• Competitor rules

    Please remember that any mention of competitors, hinting at competitors or offering to provide details of competitors will result in an account suspension. The full rules can be found under the 'Terms and Rules' link in the bottom right corner of your screen. Just don't mention competitors in any way, shape or form and you'll be OK.

Poll: ** The AMD VEGA Thread **

On or off the hype train?

  • (off) Train has derailed

    Votes: 207 39.2%
  • (on) Overcrowding, standing room only

    Votes: 100 18.9%
  • (never ever got on) Chinese escalator

    Votes: 221 41.9%

  • Total voters
    528
Status
Not open for further replies.
Removal of what limitation?


no one is going to sell a GPU that has a massive total die area, even if it is composed of many smaller dies.




there are also some fundamental issues in even scaling something that larger. the Nvidia Volta GV100 is limited in 2 ways, the die can't physically be made any bigger, but also the interposer is at the maximum size. Actually the HBM2 memory chips supposedly overhang the interposer because the interposer can't be made any bigger.


And then there are some unfortunate practicalities. E.g., ets say you put 2 dies on one interposer with shared HBM memory. If both GPUs need the same resource like a texture to render a part of the scene then the data will be dupicated to each GPU, the bandwidth is shared between GPUs so each GPU is effectively getting half the bandwidth it would have had if it was operating alone. This is why crossfire does work, because the memory is duplicated then the effective bandwidth is duplicated. If you don't scale the memory then you don't scale performance.

That's the limitation they're removing, the limitation of single monolithic die size. They could possibly create multiple smaller chips that equate to a much larger than possible current single die. This will bring cost reductions and performance benefits.

I understand it won't be a linear performance increase even if they get it working well, but theoretically it could limit or eliminate the barrier of die size/cost/failure rate which the industry has been at for the last 5 years or so.
 
Does anyone know if AMD have explained why there is such a chronic shortage other than mining, it is not like the cards are coming into stock then going out from what I can see. Could a member of ocuk staff shed some light on the situation, have they been on order from the supplier and nothing turned up or are ocuk just not ordering because the wholesale price is through the roof?
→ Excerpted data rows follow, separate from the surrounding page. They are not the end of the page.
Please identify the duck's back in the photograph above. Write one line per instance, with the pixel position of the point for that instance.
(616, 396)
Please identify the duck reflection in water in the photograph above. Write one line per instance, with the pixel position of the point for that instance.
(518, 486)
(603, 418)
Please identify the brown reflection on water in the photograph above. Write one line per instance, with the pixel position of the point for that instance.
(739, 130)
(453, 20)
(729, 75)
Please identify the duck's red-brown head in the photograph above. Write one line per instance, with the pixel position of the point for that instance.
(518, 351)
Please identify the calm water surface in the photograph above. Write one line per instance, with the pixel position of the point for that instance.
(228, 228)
I am trying to gauge weather I have to be quick getting a Vega 64 because the price is going to go through the roof after a short time or if I have time to see a good set of reviews and wait for AIB cards and matching water blocks.
 
How likely do you think it will be that retailers try it on with way over retail prices like twice the retail prices as with the 580. I want an upgrade but I don't want to pay some over inflated price. ocuk please don't do it to us lowly gamers and work something out so we can pay retail for them like volume limits per household. Gamers will be the ones who are still here after this craze has gone.
 
How likely do you think it will be that retailers try it on with way over retail prices like twice the retail prices as with the 580. I want an upgrade but I don't want to pay some over inflated price. ocuk please don't do it to us lowly gamers and work something out so we can pay retail for them like volume limits per household. Gamers will be the ones who are still here after this craze has gone.
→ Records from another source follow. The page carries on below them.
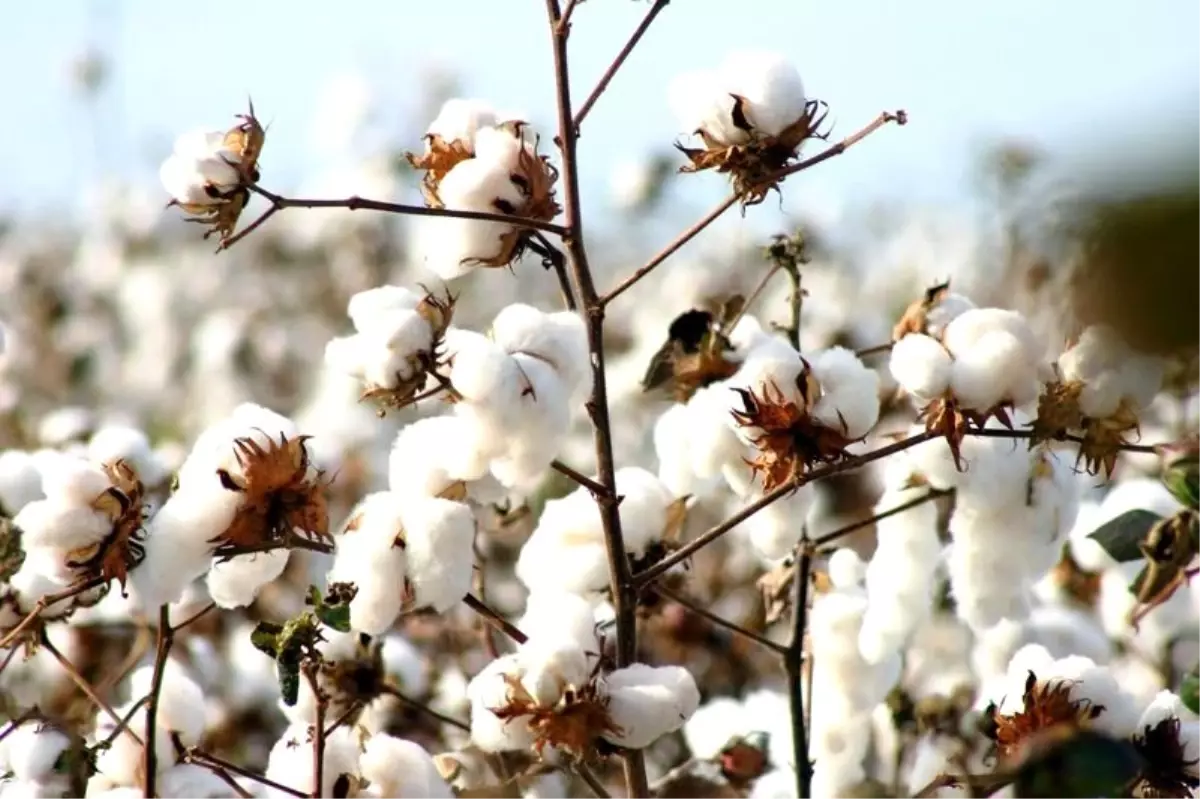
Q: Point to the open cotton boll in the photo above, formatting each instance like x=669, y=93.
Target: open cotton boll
x=235, y=582
x=433, y=454
x=438, y=538
x=21, y=480
x=558, y=338
x=30, y=751
x=461, y=118
x=552, y=614
x=401, y=769
x=771, y=88
x=647, y=703
x=849, y=392
x=365, y=308
x=699, y=103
Very likely. They aren't your friend and regardless of all the marketing about doing this and that for gamers, it's just marketing. Prime gouging seasons about to open, send in the suckers !
 
And then there are some unfortunate practicalities. E.g., ets say you put 2 dies on one interposer with shared HBM memory. If both GPUs need the same resource like a texture to render a part of the scene then the data will be dupicated to each GPU, the bandwidth is shared between GPUs so each GPU is effectively getting half the bandwidth it would have had if it was operating alone. This is why crossfire does work, because the memory is duplicated then the effective bandwidth is duplicated. If you don't scale the memory then you don't scale performance.
If my memory is correct that is exactly what AMD has been talking in past. Getting to point where multiple dies can share memory whitout having them all load eachothers frames/part of frames to every gpus memory. Getting rid off that PLX sircuit on dual gpu cards and have them talk directly at eachother or having multiple dies shown as one to operating system. Part of multi die chips moving forward is coming from Vulkan and DX12, DX11 and older were really limited on that front. Like you said gpus are like multicore chips already. So is it that big deal to add another chip on the card if they can communicate fast enough badwich if especially they are shown as one, I would think not. AMD is bad at games because they have 4 shader engines per gpu, every frame is rendered in 4 parts. As every part doesent have as much rendering in it, the whole gpu doesent operate at maxium capability when playing games. Having multiple dies, with all of them having that 4 shader engines would help them brake that frame smaller pieces and utilize more of their shader power. The talk has been Navi being first real multichip product. There seems to be mention in Linux drivers about PLX board with VegaX2 so I think Vega isint yet real multi gpu chip. Zen architecture has already shown multi die to be the path forward. The yelds are out of this world and you can pretty much use all of the dies, even partially broken ones.
 
If my memory is correct that is exactly what AMD has been talking in past. Getting to point where multiple dies can share memory whitout having them all load eachothers frames/part of frames to every gpus memory. Getting rid off that PLX sircuit on dual gpu cards and have them talk directly at eachother or having multiple dies shown as one to operating system. Part of multi die chips moving forward is coming from Vulkan and DX12, DX11 and older were really limited on that front. Like you said gpus are like multicore chips already. So is it that big deal to add another chip on the card if they can communicate fast enough badwich if especially they are shown as one, I would think not. AMD is bad at games because they have 4 shader engines per gpu, every frame is rendered in 4 parts. As every part doesent have as much rendering in it, the whole gpu doesent operate at maxium capability when playing games. Having multiple dies, with all of them having that 4 shader engines would help them brake that frame smaller pieces and utilize more of their shader power. The talk has been Navi being first real multichip product. There seems to be mention in Linux drivers about PLX board with VegaX2 so I think Vega isint yet real multi gpu chip. Zen architecture has already shown multi die to be the path forward. The yelds are out of this world and you can pretty much use all of the dies, even partially broken ones.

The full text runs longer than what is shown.